All through spring and summer of 1943 starving and diseased POWs from the up-country railway work camps (in Thailand) trickled south to the bigger camps such as Chungkai. Barry reached this camp in July 1943 and was soon fit enough to do some work.
My first and simplest job was basically as a storyteller or rather reader. I would take a likely book from the camp library and sit down on the end of a bed space in one of the sick huts, and read a chapter or two. Then I would move down the hut, twenty or thirty yards, and read the same piece to another lot of sick men. This was judged to be a useful employment, so I was never called on to join a maintenance party.
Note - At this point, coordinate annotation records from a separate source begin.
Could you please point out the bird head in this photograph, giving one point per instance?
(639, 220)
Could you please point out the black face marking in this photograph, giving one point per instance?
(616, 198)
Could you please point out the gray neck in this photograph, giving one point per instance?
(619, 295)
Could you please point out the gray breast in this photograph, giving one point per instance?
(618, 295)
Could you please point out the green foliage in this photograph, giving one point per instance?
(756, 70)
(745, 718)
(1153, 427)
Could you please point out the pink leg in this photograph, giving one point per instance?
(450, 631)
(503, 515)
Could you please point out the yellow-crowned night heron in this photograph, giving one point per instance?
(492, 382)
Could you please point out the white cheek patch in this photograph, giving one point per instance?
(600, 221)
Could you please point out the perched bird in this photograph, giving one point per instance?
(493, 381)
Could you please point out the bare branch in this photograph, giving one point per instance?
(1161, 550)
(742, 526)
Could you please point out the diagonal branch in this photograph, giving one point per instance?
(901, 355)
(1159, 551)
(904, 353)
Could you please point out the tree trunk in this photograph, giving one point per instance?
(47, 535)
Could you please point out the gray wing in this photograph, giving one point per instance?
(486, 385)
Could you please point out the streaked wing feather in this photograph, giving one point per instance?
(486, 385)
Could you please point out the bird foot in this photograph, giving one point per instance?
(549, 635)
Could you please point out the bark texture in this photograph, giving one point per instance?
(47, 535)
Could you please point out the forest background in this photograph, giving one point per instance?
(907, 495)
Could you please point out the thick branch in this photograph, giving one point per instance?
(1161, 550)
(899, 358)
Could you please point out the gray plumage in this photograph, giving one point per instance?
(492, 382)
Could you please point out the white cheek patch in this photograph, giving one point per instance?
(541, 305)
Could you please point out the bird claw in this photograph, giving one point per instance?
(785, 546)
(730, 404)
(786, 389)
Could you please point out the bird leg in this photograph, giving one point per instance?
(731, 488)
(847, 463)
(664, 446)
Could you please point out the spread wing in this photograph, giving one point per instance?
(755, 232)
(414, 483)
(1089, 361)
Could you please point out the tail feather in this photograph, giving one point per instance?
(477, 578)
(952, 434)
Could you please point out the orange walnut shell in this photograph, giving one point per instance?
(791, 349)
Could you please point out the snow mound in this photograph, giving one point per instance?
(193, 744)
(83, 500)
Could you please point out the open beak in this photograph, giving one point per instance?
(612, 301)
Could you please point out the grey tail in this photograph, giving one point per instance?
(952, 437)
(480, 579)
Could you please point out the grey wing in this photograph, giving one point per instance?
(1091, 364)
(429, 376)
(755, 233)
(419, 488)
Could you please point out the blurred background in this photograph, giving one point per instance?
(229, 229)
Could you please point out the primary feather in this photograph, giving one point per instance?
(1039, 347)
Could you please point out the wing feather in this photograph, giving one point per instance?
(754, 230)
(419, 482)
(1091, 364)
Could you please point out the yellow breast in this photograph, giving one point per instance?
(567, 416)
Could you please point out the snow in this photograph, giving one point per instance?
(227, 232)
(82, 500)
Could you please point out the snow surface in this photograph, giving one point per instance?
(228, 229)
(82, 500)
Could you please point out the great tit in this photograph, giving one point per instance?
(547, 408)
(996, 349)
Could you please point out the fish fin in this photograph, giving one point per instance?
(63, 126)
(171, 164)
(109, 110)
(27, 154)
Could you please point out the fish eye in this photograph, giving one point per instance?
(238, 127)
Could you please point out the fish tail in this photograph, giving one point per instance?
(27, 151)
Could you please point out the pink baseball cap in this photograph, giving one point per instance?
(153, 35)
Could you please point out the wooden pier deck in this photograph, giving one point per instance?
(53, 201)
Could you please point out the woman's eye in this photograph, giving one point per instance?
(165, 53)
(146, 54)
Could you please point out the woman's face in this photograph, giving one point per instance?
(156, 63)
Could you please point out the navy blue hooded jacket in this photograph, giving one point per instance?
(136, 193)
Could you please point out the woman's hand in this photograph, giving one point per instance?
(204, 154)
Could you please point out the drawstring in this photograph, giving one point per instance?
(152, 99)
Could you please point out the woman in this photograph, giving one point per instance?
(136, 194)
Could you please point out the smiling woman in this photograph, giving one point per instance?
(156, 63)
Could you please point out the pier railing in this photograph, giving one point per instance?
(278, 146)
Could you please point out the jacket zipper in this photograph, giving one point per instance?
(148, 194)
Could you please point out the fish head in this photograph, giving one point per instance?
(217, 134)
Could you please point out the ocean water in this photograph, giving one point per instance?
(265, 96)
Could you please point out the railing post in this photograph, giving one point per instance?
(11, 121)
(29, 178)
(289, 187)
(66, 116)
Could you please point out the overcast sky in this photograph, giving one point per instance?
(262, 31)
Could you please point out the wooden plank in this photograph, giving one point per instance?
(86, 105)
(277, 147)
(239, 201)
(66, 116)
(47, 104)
In October the two parts of the railway, Thailand and Burma, joined up at Konkuita and from then on sick and dying men poured into Chungkai transported by barges or on the railway itself. Meanwhile Barry began to enjoy the theatre and concerts got up by enterprising prisoners, but found that:
These jolly functions contrasted harshly with our work in the sick huts, which got steadily worse as more parties of sick and dying arrived from up river. We were burying ten, fifteen, or even twenty every day, and it was disconcerting during my readings to become aware that one or two of my audience were never going to hear the next chapter.

From Peter Fyans biography of Fergus Anckorn: Captivity, Slavery and Survival as a Far East POW, the Conjuror on the Kwai
He progressed from reader to Lady Almoner
The job of Almoner, or “Lady Almoner” as it was called, involved the actual distribution of goodies bought from the welfare fund, to the sick men in the huts. The most useful purchases were eggs, honey, palm syrup, and occasional pots of vegemite, the Australian marmite. There was, of course, not nearly enough for everyone, the M.O. in charge of a particular hut would give me a list of the men due to receive these extras and the quantities for each one.
I did not at first realise the difficulty of the job but it became clear soon enough. Most of the very sick men got nothing at all because, as the M.O. told me, they would die anyway. The extras, very carefully husbanded, would go to those men who were able to profit from them and might just recover with their help but who would die without. At least I was spared the agony of deciding who got what, but every day I was faced with the need to find answers. “I am much sicker than Joe, Sir, why does he get two eggs this week and I get none?” An unanswerable question to which I had to find some reasonable answer day after day. I talked to the other Almoners and had no comfort from them, all in the same position as I was. “Tell them Orders is Orders, and you are just doing what you are told to do.”